Depuis quelques jours, BP2S, le bureau français de promotion du transport maritime de courte distance, diffuse une étude sur l'intérêt économique des écobonus, ces aides directes versées aux transporteurs routiers, à chaque fois qu'ils abandonnent le « tout route » pour faire du « route-mer-route » (r-m-r). Inventé par l'Italie, le concept d'écobonus vise à inciter financièrement le transporteur routier à modifier ses habitudes pour le bien collectif. Il présente un avantage certain pour le contribuable : celui-ci ne paie qu'à l'unité de transport intermodale (UTI) réellement chargée sur un navire, que cela soit une semi-remorque ou son équivalent, le conteneur 45' pallet wide, ou bien encore une caisse mobile. Cela limite donc le risque financier pris par le contribuable de verser, sans aucune garantie réelle, des aides d'exploitation au transporteur maritime.
De plus, l'écobonus, ne concernant que la demande de transport, peut être applicable à des services existants.
Trois cas de figures sont ainsi présentés : le « r-m-r » entre ports français ; entre un port français et un port d'un État voisin ; entre ports de deux États voisins, ce qui évite ou limite le trafic de transit via la France.
Le groupe de travail constitué par le BP2S a estimé le différentiel de coûts externes (bruit, émissions de gaz polluants, accidents, congestion des infrastructures, etc.) entre la solution « tout route » et l'alternative « r-m-r » selon la méthode Marco Polo qui est validée en France et dans d'autres États membres de l'UE. Le coût externe est donc de 0,035 ¤/t.km en routier et de 0,009 ¤/t.km en maritime. Dans l'étude du BP2S, l'UTI est chargée à 25 t. Son coût externe est donc de 0,875 ¤/km en tout route et de 0,4167 ¤/mile nautique, en maritime.
L'écobonus doit donc être inférieur ou au pire égal à la différence entre le coût externe routier et le coût externe maritime. Par hypothèse, l'écobonus doit représenter 40 % du différentiel entre les coûts externes.
Applications pratiques : entre Le Havre et Bordeaux, il y a 692 km, ce qui représente un coût externe de 605,50 ¤; et 538 miles, soit un coût externe maritime de 224,18 ¤. La différence est donc de 381,32 ¤; et l'écobonus, de 152,53 ¤. Sur la base de 120 UTI chargées par navire et d'un aller-retour quotidien, le montant d'écobonus dépasse les 9,327 M¤ pour une économie totale de 23,318 M¤ de coûts sociaux et environnementaux à la charge du contribuable.
Sur le segment La Rochelle-Bayonne, avec les mêmes bases de calculs hormis les distances, le montant d'écobonus est de l'ordre de 6,250 M¤ pour une économie de 15,626 M¤.
Conclusion du BP2S : « La mise en place d'un système d'écomer franco-français, bien qu'efficace à l'échelle nationale, ne permettra sans doute pas de reporter de manière importante les poids lourds de la route ver la mer car les poids lourds en transit ne seront en fait que peu incités. »
Passons donc aux dessertes Nantes-Gijon ou Vigo, Sète-Gènes, Fos-Savone ou Toulon-Civitavecchia.

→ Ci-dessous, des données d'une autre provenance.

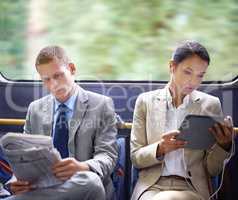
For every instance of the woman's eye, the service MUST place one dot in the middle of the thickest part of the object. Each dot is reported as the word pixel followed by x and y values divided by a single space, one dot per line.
pixel 187 72
pixel 200 76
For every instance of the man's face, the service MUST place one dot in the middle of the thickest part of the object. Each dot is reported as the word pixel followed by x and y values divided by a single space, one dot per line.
pixel 58 78
pixel 188 75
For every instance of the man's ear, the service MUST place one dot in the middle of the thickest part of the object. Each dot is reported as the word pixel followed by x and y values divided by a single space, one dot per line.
pixel 72 68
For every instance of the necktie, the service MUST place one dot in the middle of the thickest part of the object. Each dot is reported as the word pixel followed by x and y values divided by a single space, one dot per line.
pixel 61 134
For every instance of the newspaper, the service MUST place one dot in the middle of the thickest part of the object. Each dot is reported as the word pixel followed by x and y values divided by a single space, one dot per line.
pixel 31 158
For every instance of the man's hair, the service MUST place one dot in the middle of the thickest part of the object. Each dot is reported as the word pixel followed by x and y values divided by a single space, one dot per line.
pixel 188 49
pixel 50 53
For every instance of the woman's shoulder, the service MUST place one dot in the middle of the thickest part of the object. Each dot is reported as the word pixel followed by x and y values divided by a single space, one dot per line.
pixel 150 95
pixel 203 96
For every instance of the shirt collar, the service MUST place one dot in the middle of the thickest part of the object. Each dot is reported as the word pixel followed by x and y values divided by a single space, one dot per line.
pixel 69 103
pixel 186 99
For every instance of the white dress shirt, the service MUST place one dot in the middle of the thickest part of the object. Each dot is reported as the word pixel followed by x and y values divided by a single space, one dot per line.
pixel 174 160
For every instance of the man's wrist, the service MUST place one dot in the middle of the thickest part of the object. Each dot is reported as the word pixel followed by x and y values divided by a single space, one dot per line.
pixel 159 154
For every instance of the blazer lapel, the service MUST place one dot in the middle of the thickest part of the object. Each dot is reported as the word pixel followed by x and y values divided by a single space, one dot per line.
pixel 158 109
pixel 47 110
pixel 78 116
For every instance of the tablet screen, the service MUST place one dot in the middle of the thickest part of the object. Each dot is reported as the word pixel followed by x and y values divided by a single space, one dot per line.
pixel 194 130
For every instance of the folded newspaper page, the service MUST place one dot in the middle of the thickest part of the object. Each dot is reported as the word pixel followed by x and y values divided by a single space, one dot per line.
pixel 31 158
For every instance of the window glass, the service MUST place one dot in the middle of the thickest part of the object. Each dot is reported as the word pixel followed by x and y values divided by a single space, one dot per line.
pixel 117 40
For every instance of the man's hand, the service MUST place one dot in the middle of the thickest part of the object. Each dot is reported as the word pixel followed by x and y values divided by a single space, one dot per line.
pixel 68 167
pixel 18 187
pixel 169 143
pixel 223 133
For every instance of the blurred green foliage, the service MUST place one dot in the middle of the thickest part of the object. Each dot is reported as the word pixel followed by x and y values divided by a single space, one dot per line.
pixel 125 40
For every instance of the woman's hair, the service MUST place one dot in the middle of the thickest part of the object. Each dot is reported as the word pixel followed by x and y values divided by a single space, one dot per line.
pixel 188 49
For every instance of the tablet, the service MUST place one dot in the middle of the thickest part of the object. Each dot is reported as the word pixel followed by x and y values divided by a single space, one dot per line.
pixel 194 130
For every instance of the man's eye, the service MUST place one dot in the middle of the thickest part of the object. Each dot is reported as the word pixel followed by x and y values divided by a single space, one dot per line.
pixel 46 79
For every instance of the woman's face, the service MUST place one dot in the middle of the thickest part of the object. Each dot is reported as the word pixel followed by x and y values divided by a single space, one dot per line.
pixel 188 74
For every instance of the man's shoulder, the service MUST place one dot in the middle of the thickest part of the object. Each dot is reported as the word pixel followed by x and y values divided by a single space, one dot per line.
pixel 42 100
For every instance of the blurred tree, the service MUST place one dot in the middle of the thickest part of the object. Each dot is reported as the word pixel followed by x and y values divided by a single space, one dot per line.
pixel 134 39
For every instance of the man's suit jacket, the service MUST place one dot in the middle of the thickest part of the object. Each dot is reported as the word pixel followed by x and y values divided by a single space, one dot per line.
pixel 148 127
pixel 92 130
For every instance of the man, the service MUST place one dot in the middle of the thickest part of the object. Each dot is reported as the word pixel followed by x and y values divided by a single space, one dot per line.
pixel 82 125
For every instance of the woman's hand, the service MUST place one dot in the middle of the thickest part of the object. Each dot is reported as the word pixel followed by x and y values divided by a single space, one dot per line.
pixel 18 187
pixel 68 167
pixel 169 143
pixel 223 133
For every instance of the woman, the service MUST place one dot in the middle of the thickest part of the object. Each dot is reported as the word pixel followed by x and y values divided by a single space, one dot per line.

Il y aurait alors un report modal « réellement significatif » (...). La création d'un tel système possède le « triple avantage d'être relativement simple à mettre en place (peu de pays impliqués), être rapidement bénéfique en termes d'économies de coûts environnementaux et, enfin de préparer de manière concrète une réponse aux demandes de l'Europe en vue d'un écobonus européen ».
Libérer les routes françaises sans bourse déliée
Passons donc à l'échelon européen. Il s'agit alors de contourner la France en Nord-Sud Atlantique et en Est-Ouest méditerranéen. Et là cela bloque : « il pourrait être ressenti comme politiquement et «psychologiquement» difficile pour les pouvoirs publics français (et les contribuables français) d'aider financièrement des transporteurs essentiellement non nationaux transitant par des ports non nationaux ». Le système devrait donc être financé par l'Union européenne, dans le cadre de Marco Polo III, par exemple. « Il semble évident à tous les membres du groupe de travail BP2S que c'est vers cette solution qu'il faut tendre dans les plus brefs délais ». Le contribuable français ne pourrait que se féliciter de cette évidence qui libère ses routes sans bourse déliée.